Living on a small island that is also a very attractive place to visit, we see the impact daily. Tourism in Hawaii accounts for over half of the state’s GDP, with over 9 million visitors spending nearly $17 billion in 2017. Kauai had 1.7 million visitors, so, averagely speaking, there are 20,000 visitors on any given day and many more in peak periods. The permanent resident population is app. 70,000.
A question we are often asked: “What’s the best time to come to (Hawaii / Kauai)?” Until recently, we thought we had a good answer. Any time other than the peak visitor periods, and probably good to avoid August and September when it can be uncomfortably warm and humid.
Well, there was no historic lull in visitors in February. In addition to U.S. and Canada visitors, I hear more European and Asian languages, and lots of Aussie and Kiwi accents. Airlines have added more flights from the mainland and Asia. Most days it feels like there are more rental cars on the single road that traverses 3/4s of the island than local vehicles. Parking at popular beaches means arriving early in the day or waiting a long time, hoping for a space. Thanks to social media, even the more obscure beaches and trails are usually besieged with rental cars.

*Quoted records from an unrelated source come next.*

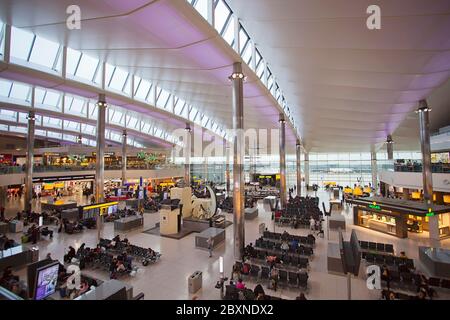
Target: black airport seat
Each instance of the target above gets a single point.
(303, 280)
(389, 248)
(265, 273)
(293, 279)
(434, 282)
(379, 259)
(254, 271)
(389, 260)
(364, 245)
(370, 257)
(445, 284)
(380, 247)
(282, 277)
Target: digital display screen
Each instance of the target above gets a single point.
(47, 278)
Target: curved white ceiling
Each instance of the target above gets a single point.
(164, 41)
(352, 86)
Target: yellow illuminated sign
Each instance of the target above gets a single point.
(101, 205)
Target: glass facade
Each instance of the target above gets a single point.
(346, 169)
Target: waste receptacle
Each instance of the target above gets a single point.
(195, 282)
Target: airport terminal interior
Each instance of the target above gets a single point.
(224, 150)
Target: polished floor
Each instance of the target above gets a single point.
(167, 279)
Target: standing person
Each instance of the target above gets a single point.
(210, 243)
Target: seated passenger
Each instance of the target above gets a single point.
(240, 284)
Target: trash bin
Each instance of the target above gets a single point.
(195, 282)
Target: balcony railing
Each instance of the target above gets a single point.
(71, 168)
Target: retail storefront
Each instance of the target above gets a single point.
(398, 217)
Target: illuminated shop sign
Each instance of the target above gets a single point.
(374, 206)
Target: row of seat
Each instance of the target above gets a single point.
(389, 260)
(377, 246)
(287, 259)
(276, 246)
(290, 278)
(289, 237)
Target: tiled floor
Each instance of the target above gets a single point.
(168, 278)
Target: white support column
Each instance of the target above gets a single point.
(237, 79)
(298, 150)
(187, 155)
(7, 46)
(64, 63)
(306, 168)
(100, 159)
(103, 77)
(211, 15)
(133, 89)
(29, 160)
(373, 156)
(266, 74)
(237, 43)
(283, 193)
(253, 63)
(124, 157)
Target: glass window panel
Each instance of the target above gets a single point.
(69, 137)
(18, 129)
(44, 52)
(243, 39)
(77, 106)
(73, 56)
(228, 34)
(5, 87)
(221, 14)
(55, 135)
(132, 122)
(39, 95)
(87, 67)
(40, 132)
(247, 54)
(20, 91)
(202, 7)
(8, 115)
(88, 129)
(146, 127)
(52, 98)
(118, 79)
(21, 42)
(163, 99)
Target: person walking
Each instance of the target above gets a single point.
(210, 243)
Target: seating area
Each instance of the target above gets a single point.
(305, 240)
(388, 260)
(264, 246)
(376, 247)
(146, 256)
(286, 277)
(298, 212)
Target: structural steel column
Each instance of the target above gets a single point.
(29, 161)
(237, 79)
(390, 147)
(298, 149)
(307, 168)
(283, 194)
(124, 157)
(187, 156)
(227, 167)
(100, 158)
(373, 156)
(427, 178)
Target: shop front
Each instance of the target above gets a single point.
(399, 217)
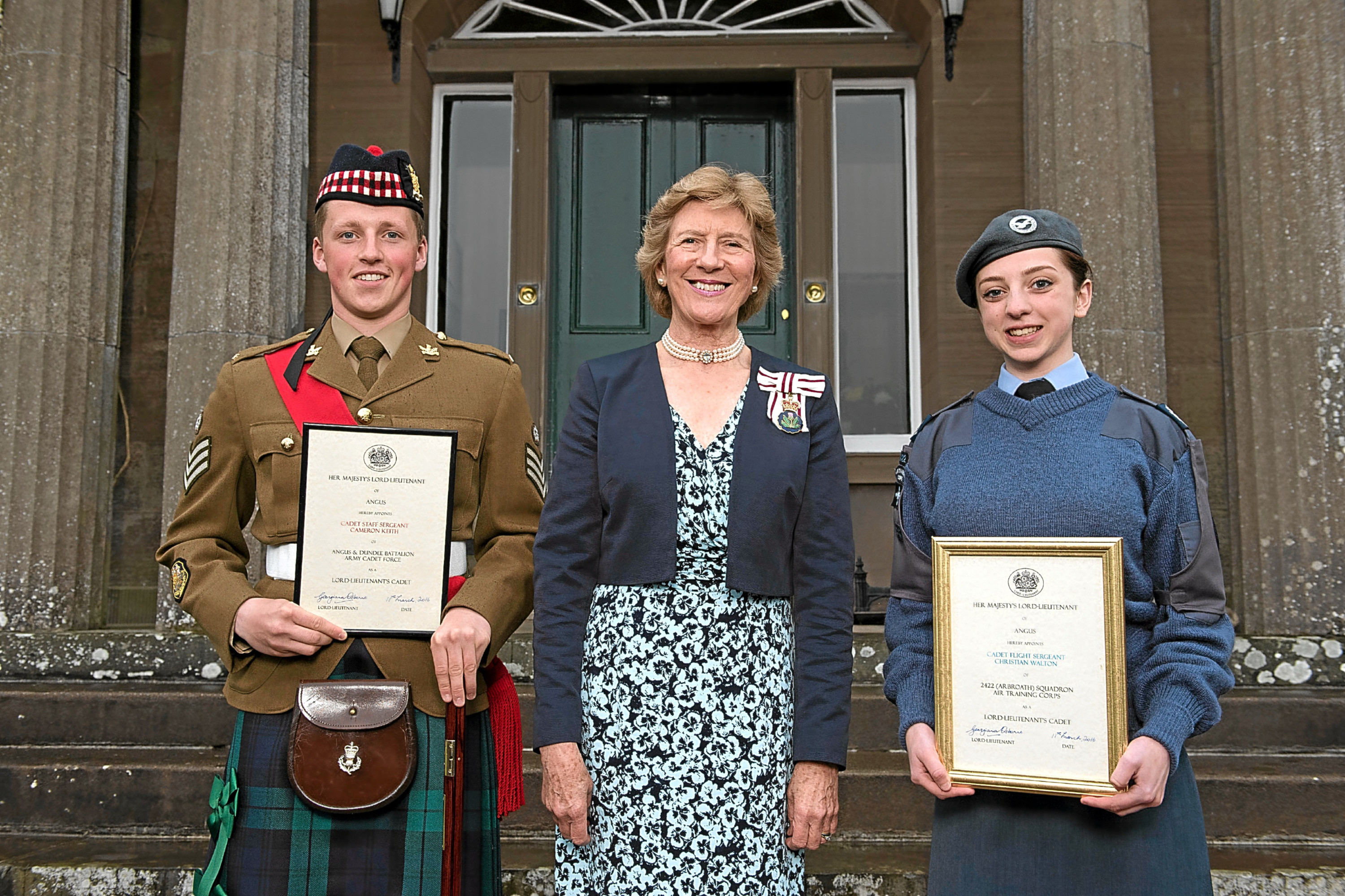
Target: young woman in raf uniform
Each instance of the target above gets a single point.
(1054, 451)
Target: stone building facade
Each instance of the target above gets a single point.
(161, 159)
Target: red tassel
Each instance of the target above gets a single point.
(506, 727)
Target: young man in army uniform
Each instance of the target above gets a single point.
(389, 370)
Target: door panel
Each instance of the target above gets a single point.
(606, 288)
(614, 155)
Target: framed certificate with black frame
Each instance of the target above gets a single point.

So it appears that in 2017 and going into this year, there will be no real off-peak times. How this impacts the quality of life for residents and the experience for visitors is a growing discussion topic. Congestion is one issue. Staffing to serve a growing number of visitors is another issue. With a 2% unemployment rate and a limited labor force, help wanted signs are everywhere. Peripheral issues like a growing waste stream become a big deal on a small island.
Kauai is not the only island dealing with these challenges. An advanced reservation is required to see the sunrise over Haleakala on Maui. Hanauma Bay State Park on Oahu controls access and closes each Tuesday to give the fish a break from 3000 daily visitors. Limiting daily access to some Kauai beaches is a recurring topic.
Some folks have conjectured that the storms that pummeled the Caribbean have temporarily pushed more visitors to Hawaii. Maybe. But then Hawaiian Airlines just ordered up to 20 Boeing 787 Dreamliners to add capacity so a significant decline in tourist activity does not seem likely.
We enjoy showing guests this unique and beautiful island and giving them a little taste of island life. We want everyone to have the same great experience that we have enjoyed as visitors and residents. But how much of a good thing is too much is a growing concern.